The final template matching step aims at analyzing and classifying the neural signals with overlapped waveforms according to the standard template library, the algorithm matches the current waveform to be analyzed each time and subtracts an optimal template waveform until the residual waveform does not meet the threshold value of threshold detection, which indicates that the residual waveform does not exist any effective neural signal waveform any more, and the result is the composition category of the neural signals with overlapped waveforms, and successfully analyzes and classifies the overlapped neural signal waveforms. The whole flow outputs classification results of all waveform samples.

The foregoing description of the preferred embodiments of the invention is not intended to be limiting, but rather is intended to cover all modifications, equivalents, and alternatives falling within the spirit and principles of the invention.

Claims (4)

1. A nerve signal classification method for a multi-electrode array is characterized by comprising the following steps:

step 1, carrying out 300Hz-3KHz band-pass filtering on multiple paths of original signals acquired from a multi-electrode array, filtering background noise signals and removing interference;

step 2, executing a threshold detection algorithm on the signals on each electrode channel in parallel, judging the spike positions of the nerve signals according to the threshold, extracting the first 0.75 millisecond and the last 0.75 millisecond of each spike to form a complete nerve signal waveform with the length of 1.5 milliseconds, and storing the complete nerve signal waveform;

step 3, performing a principal component analysis method on all extracted nerve signal waveforms to extract signal features which can represent waveform differences most, and reducing feature latitudes of waveform sequences;

step 4, using the neural signal waveform after the feature extraction as the input of a clustering algorithm HDBSCAN, completing the clustering process according to the mutual reachable distance and a single-link algorithm, and obtaining a classification result of the neural signal and the neural signal with the waveform overlapped with each other;

step 5, calculating the center of each cluster according to the classification result in the step 4, and storing the signal sequence represented by the cluster center into a template library as a template of a type of neural signal waveform;

and 6, using the template library in the step 5 as a standard reference template of a template matching algorithm, and executing the template matching algorithm to analyze and classify the neural signals with mutually overlapped waveforms in the fourth step to obtain the classification result of the overlapped neural signals.

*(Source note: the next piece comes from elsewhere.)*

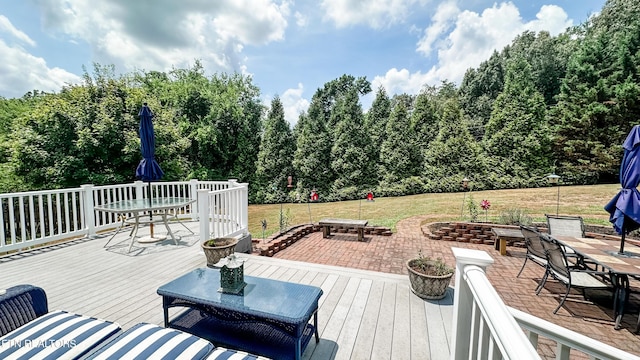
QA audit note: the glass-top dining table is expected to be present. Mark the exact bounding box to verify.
[554,236,640,331]
[94,197,196,252]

2. A method of classifying neural signals for a multi-electrode array according to claim 1, wherein: in the step 2, the same neural signal waveform acquired and extracted on a plurality of electrodes simultaneously only retains and stores one waveform sequence in which the signal-to-noise ratio is optimal.

3. A method of classifying neural signals for a multi-electrode array according to claim 1, wherein: in step 4, the mutually overlapping neural signals are also successfully classified in step 6, but not discarded.

4. A method of classifying neural signals for a multi-electrode array according to claim 1, wherein: in step 5, two too similar and close templates are combined into one template according to the Euclidean distance between the cluster centers and the spatial arrangement of the electrodes.